In contrast, models specifically designed for time series forecasting, such as ARIMA, typically do not require this type of conversion. These models can directly handle sequential data using simpler split methods that maintain the temporal order. For ARIMA, the emphasis is on maintaining the continuity of the time series rather than restructuring the data into a tabular format.

In [6]:
from data_split import get_ts
ts, feat_names = get_ts(df)

In [7]:
feat_names[:4] # label_idx 1 to 4

['no2', 'o3', 'pm10', 'pm2.5']

In [8]:
from data_split import get_feats_and_label
X_train, y_train = get_feats_and_label(timeseries=df, offset=30, label_period=30, label_idx=1)

In [9]:
X_train.shape, y_train.shape

((1191, 31), (30, 1))

---

### 1. Baseline Model: Naive Forecast

In [10]:
class BaselineModelPreviousMonth:
    def __init__(self):
        self.monthly_average = None

    def fit(self, y_train: pd.Series):
        """
        Fit the model by calculating the average of the last month's data from the training series.

        Args:
            y_train (pd.Series): Series containing the target values for training.
        """
        # Calculate the average of the last month's data
        self.monthly_average = y_train[-30:].mean()

    def predict(self, forecast_period: int) -> np.ndarray:
        """
        Predict the next values by using the monthly average from the training data.

        Args:
            forecast_period (int): The number of periods to forecast.

        Returns:
            np.ndarray: An array containing the forecasted values.
        """
        if self.monthly_average is None:
            raise ValueError("The model has not been fitted yet. Please call the fit method before predict.")
        
        return np.full(forecast_period, self.monthly_average)

In [11]:
for pollutant in ['no2', 'o3', 'pm10', 'pm2.5']:
    X_train, y_train = get_feats_and_label(timeseries=df, offset=30, label_period=30, label_idx=df.columns.get_loc(pollutant)-1)
    X_test, y_test = get_feats_and_label(timeseries=df, offset=0, label_period=30, label_idx=df.columns.get_loc(pollutant)-1)

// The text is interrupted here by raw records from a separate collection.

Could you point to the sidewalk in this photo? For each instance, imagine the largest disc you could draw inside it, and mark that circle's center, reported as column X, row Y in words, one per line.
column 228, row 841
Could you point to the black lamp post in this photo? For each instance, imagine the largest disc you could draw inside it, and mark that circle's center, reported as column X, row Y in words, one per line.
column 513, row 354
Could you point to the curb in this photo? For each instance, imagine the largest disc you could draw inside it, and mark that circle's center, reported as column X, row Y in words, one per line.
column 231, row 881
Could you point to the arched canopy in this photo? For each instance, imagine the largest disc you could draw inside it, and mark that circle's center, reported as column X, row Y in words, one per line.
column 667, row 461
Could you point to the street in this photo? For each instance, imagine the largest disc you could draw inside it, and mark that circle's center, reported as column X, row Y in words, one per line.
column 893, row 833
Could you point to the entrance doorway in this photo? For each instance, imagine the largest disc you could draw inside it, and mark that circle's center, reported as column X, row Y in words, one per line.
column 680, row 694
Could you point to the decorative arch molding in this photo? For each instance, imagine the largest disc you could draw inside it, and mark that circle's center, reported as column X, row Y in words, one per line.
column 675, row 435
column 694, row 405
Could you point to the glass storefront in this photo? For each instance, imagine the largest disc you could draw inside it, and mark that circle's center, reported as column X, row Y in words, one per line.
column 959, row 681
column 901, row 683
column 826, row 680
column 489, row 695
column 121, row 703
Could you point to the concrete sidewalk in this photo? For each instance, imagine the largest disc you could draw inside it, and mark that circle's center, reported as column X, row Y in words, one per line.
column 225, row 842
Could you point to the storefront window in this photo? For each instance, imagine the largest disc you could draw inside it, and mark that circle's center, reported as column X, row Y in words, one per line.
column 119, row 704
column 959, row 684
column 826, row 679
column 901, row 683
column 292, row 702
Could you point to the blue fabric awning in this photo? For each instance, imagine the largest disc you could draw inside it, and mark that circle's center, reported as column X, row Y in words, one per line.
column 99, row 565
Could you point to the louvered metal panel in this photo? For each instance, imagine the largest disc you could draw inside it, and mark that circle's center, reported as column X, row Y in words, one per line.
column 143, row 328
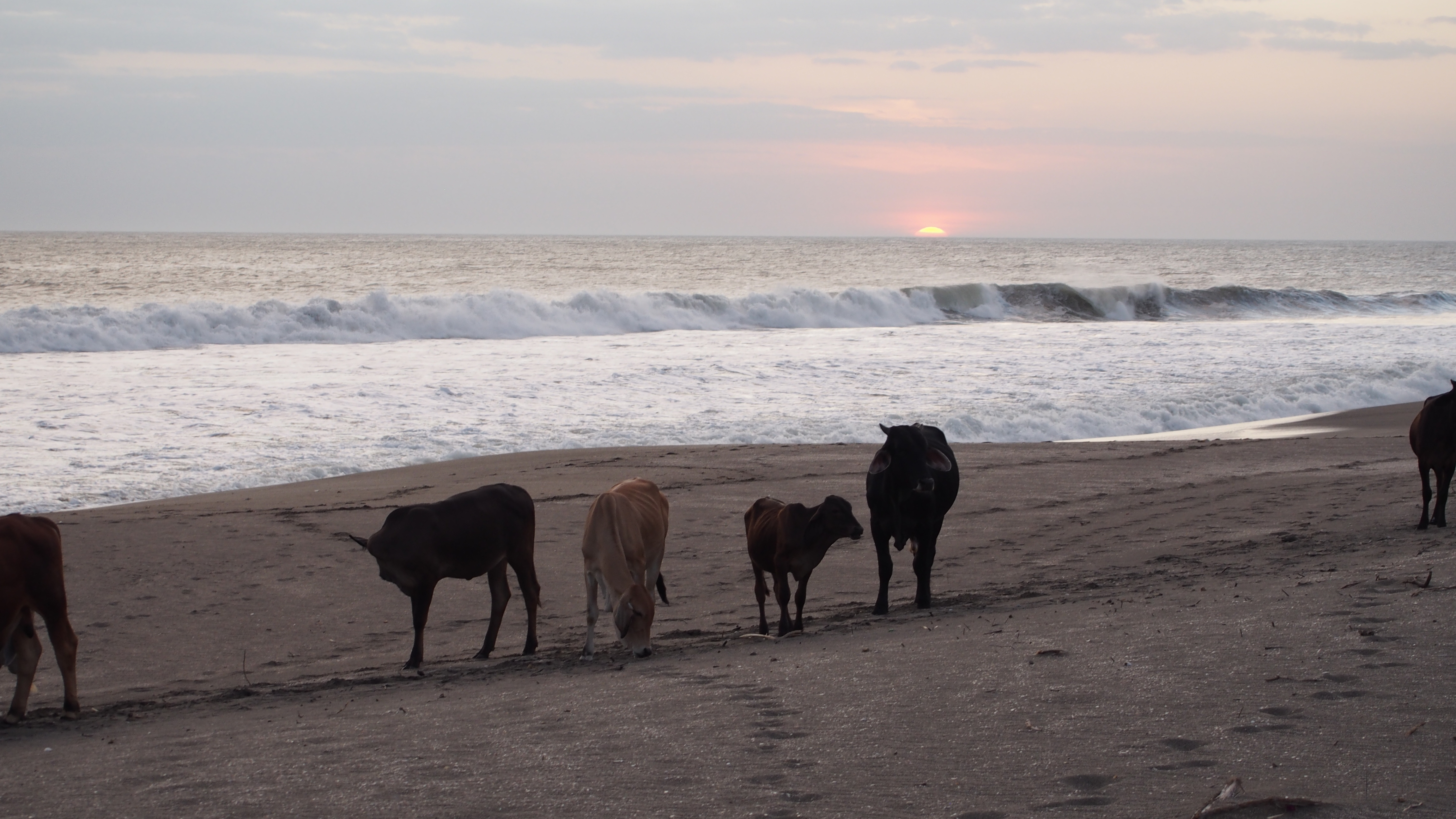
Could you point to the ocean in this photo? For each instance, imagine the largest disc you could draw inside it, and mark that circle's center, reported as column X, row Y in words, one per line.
column 140, row 366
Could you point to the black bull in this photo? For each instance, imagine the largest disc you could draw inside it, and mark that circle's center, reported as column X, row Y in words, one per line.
column 466, row 535
column 912, row 484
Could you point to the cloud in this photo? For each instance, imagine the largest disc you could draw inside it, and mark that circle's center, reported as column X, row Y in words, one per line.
column 1361, row 49
column 960, row 66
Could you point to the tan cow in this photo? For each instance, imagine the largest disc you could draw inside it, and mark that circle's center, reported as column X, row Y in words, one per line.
column 33, row 584
column 622, row 549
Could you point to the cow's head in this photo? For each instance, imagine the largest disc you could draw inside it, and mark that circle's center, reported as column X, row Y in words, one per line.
column 634, row 620
column 834, row 519
column 909, row 460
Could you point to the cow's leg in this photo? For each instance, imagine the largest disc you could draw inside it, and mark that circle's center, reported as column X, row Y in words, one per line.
column 532, row 591
column 420, row 608
column 887, row 566
column 781, row 594
column 1426, row 494
column 924, row 561
column 592, row 616
column 761, row 591
column 500, row 595
column 798, row 601
column 25, row 651
column 1443, row 484
column 63, row 639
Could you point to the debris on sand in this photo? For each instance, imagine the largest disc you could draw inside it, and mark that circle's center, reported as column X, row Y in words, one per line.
column 1228, row 802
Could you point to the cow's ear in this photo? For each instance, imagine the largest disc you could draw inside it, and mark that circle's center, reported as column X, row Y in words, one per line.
column 882, row 463
column 815, row 528
column 937, row 460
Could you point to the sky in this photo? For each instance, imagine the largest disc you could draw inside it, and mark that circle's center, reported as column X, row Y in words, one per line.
column 1085, row 118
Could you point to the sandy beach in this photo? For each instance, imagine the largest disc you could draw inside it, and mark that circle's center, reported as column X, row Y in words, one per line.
column 1119, row 630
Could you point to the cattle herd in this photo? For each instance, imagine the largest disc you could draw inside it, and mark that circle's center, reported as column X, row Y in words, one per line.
column 912, row 483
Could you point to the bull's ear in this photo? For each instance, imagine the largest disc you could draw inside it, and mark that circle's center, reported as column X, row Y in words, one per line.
column 937, row 460
column 882, row 463
column 624, row 616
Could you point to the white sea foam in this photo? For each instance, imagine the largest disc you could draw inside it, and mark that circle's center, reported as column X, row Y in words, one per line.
column 503, row 314
column 85, row 429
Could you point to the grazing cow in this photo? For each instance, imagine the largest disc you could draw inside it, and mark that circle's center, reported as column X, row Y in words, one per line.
column 33, row 582
column 1433, row 439
column 793, row 538
column 466, row 535
column 912, row 484
column 622, row 549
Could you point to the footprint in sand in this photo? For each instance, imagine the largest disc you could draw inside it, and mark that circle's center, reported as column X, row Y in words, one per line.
column 1180, row 744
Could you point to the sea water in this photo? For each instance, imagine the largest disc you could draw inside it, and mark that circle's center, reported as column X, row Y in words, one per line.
column 142, row 366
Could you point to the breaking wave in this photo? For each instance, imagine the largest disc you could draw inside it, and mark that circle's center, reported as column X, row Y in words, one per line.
column 501, row 314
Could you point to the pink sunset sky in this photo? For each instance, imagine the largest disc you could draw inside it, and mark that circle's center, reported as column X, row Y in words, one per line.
column 1231, row 118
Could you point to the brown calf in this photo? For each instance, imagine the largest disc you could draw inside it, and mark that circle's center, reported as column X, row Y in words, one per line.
column 33, row 582
column 622, row 550
column 1433, row 441
column 793, row 538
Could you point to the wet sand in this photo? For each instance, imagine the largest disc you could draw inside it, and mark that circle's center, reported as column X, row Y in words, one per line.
column 1119, row 629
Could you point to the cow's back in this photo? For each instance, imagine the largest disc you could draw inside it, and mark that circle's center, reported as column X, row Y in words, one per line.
column 31, row 563
column 1433, row 430
column 629, row 521
column 648, row 511
column 464, row 535
column 762, row 530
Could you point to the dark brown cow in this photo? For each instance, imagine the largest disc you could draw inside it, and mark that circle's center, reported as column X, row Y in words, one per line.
column 1433, row 441
column 793, row 538
column 912, row 483
column 466, row 535
column 33, row 582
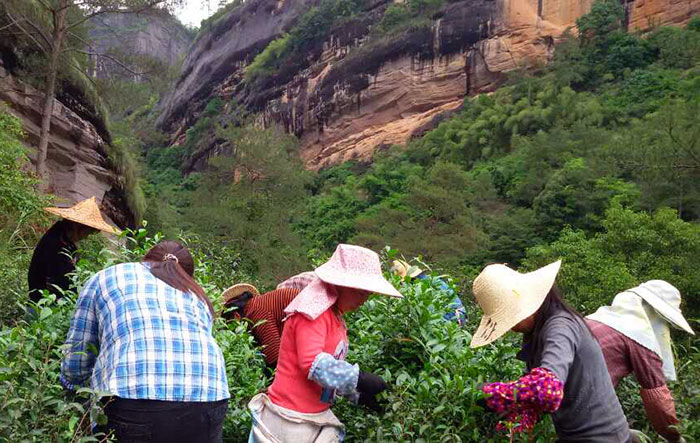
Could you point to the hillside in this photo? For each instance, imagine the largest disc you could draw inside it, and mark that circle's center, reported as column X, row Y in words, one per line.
column 451, row 133
column 350, row 77
column 154, row 36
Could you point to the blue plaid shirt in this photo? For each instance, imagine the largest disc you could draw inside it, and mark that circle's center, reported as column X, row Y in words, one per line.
column 137, row 337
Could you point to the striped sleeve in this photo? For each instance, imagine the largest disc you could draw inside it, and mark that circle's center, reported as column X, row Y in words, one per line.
column 266, row 312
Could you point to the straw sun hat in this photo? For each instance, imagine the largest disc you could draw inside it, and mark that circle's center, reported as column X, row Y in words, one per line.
column 666, row 300
column 356, row 267
column 235, row 291
column 507, row 297
column 86, row 213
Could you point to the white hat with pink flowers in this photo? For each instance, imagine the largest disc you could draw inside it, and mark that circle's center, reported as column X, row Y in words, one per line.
column 350, row 266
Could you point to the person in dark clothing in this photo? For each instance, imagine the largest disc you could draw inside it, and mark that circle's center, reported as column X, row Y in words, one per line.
column 53, row 258
column 265, row 313
column 566, row 377
column 52, row 261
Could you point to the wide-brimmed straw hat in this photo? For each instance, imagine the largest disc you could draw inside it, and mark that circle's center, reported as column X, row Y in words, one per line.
column 86, row 213
column 403, row 268
column 508, row 297
column 235, row 291
column 666, row 300
column 356, row 267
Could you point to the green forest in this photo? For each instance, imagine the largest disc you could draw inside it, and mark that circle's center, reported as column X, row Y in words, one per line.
column 593, row 158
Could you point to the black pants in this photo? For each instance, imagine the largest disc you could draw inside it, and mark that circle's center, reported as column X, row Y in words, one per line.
column 154, row 421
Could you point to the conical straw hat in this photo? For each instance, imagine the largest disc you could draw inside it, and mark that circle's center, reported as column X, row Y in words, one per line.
column 86, row 213
column 666, row 300
column 507, row 297
column 236, row 290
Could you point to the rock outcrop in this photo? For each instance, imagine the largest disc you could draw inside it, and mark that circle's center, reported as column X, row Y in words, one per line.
column 152, row 34
column 361, row 93
column 77, row 162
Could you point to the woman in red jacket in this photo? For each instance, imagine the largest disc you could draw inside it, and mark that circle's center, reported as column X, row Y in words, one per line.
column 311, row 368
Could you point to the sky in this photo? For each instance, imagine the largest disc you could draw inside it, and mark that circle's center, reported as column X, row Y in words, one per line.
column 193, row 12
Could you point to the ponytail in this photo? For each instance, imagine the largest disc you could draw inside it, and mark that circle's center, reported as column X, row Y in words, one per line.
column 173, row 264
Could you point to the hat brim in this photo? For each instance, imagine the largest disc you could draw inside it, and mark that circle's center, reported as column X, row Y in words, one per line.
column 665, row 310
column 235, row 291
column 67, row 214
column 492, row 327
column 376, row 285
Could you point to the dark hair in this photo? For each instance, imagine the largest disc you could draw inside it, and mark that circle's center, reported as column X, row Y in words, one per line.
column 172, row 263
column 553, row 303
column 234, row 308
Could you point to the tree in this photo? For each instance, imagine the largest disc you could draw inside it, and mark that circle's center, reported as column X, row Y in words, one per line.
column 51, row 25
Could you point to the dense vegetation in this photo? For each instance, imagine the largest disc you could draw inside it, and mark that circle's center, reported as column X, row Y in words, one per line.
column 593, row 159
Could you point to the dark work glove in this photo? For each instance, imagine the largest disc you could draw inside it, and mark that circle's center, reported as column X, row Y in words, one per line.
column 369, row 385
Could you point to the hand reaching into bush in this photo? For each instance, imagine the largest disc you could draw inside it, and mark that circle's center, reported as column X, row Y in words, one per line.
column 369, row 386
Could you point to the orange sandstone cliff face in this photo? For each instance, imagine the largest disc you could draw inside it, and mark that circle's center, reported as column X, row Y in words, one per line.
column 360, row 94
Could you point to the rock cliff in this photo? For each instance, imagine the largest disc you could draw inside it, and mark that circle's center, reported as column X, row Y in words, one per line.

    model = BaselineModelPreviousMonth()
    model.fit(y_train)
    y_pred = model.predict(30)
    mae = mean_absolute_error(y_test, y_pred)
    print(f"mae for {pollutant}={mae:.3f}")
    plot_one_sample(features=y_train.reset_index(), target=y_test.reset_index(), example_pollutant=pollutant, predictions=y_pred)

mae for no2=4.162


mae for o3=11.739


mae for pm10=4.519


mae for pm2.5=3.300


**Baseline Results**

| pollutant | mae |
| :--------- | --- | 
| no2 | 4.162 |
| o3 | 11.739 |
| pm10 | 4.519 |
| pm2.5 | 3.300 |

The baseline results indicate a reasonable starting point for our forecasting models, with MAE values reflecting the initial performance. However, it is clear that there is significant room for improvement, particularly for O3 with a notably high MAE of 11.739. This suggests that our current models can be optimized further. In the next notebook, I will focus on refining the models and incorporating additional features to enhance accuracy and reduce the prediction errors across all pollutants.